Pentaho: A Case in Point

That open source BI can provide a full-fledged solution to an organization's BI needs can be demonstrated by looking at how Pentaho's platform addresses the principal requirements of BI—data integration, reporting, and analysis.

ETTL with Kettle

Pentaho's BI platform implements the Common Warehouse Metamodel (CWM). The CWM, which has been implemented by proprietary vendors such as Informatica, is a specification that proposes using XML metadata interchange (XMI) to interchange data warehouse metadata. This entails that mappings can be migrated between tools that implement this interface. Pentaho's extract, transform, and load (ETL) system is based on its Kettle project. Kettle stands for "Kettle ETTL Environment," where ETTL is Pentaho's acronym for "extraction, transformation, transportation, and loading" of data. The ETL system supports: a variety of steps (a step represents the smallest unit in a transformation and contains either predefined or custom logic that is applied to each row as it makes its way from the source to the target); slowly changing dimensions (SCDs); connectors for a multitude of data sources (access to proprietary databases such as Microsoft SQL Server and Oracle is via Java Database Connectivity [JDBC]); and the ability to execute and schedule jobs both locally and remotely. Scripting in Javascript as well as pure Java allows developers to add custom code in any step of the transformation.

Two challenging issues that organizations face are data volume and latency requirements. In order to support high data volume environments, Pentaho has a clustering solution (a solution that uses more than one node or computing entity in order to achieve high performance and availability) that works alongside database partitioning; by using slave servers (a group of servers that perform specific tasks using the data sent by the master server) to distribute central processing unit (CPU) and input/output (I/O) load, performance can be improved by way of this parallelism.

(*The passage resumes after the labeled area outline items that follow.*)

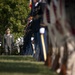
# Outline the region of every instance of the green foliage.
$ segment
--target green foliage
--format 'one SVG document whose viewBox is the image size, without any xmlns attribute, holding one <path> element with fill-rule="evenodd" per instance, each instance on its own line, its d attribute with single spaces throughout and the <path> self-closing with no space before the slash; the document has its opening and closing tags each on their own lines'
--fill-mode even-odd
<svg viewBox="0 0 75 75">
<path fill-rule="evenodd" d="M 0 0 L 1 34 L 9 27 L 15 38 L 23 35 L 25 19 L 29 13 L 29 0 Z"/>
</svg>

However, change data capture, which is based on a data integration technique that triggers data transfer by listening for changes in data sources, is not supported. Changes in data sources are detected by reading transaction logs; with the exception of open source databases, transaction log readers are seldom open source.

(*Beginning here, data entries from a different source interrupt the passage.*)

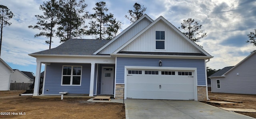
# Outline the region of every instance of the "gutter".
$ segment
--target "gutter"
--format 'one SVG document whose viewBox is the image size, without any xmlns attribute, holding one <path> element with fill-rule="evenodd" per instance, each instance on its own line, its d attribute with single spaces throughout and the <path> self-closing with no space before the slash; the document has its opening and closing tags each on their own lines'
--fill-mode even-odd
<svg viewBox="0 0 256 119">
<path fill-rule="evenodd" d="M 110 54 L 112 57 L 142 57 L 142 58 L 162 58 L 174 59 L 208 59 L 213 57 L 212 56 L 192 56 L 192 55 L 149 55 L 149 54 Z"/>
<path fill-rule="evenodd" d="M 109 55 L 50 55 L 50 54 L 28 54 L 28 55 L 36 58 L 37 57 L 111 57 Z"/>
</svg>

Although Pentaho's data integration still lacks a data quality and data cleansing solution, the development of a profiling server (a server dedicated to performing profiling tasks that help discover aberrations in data; see Distilling Data: The Importance of Data Quality in Business Intelligence) seems to be on the list of imminent improvements. In such situations, where the vendor does not support a specific functionality, organizations can look to complementary open source solutions; the DataCleaner project from eobjects.org, for instance, provides functionality to help profile data and monitor data quality. It also points to a significant advantage with open source applications: the fact that software is developed by the community and for the community makes it much simpler to share innovative solutions quickly and seamlessly.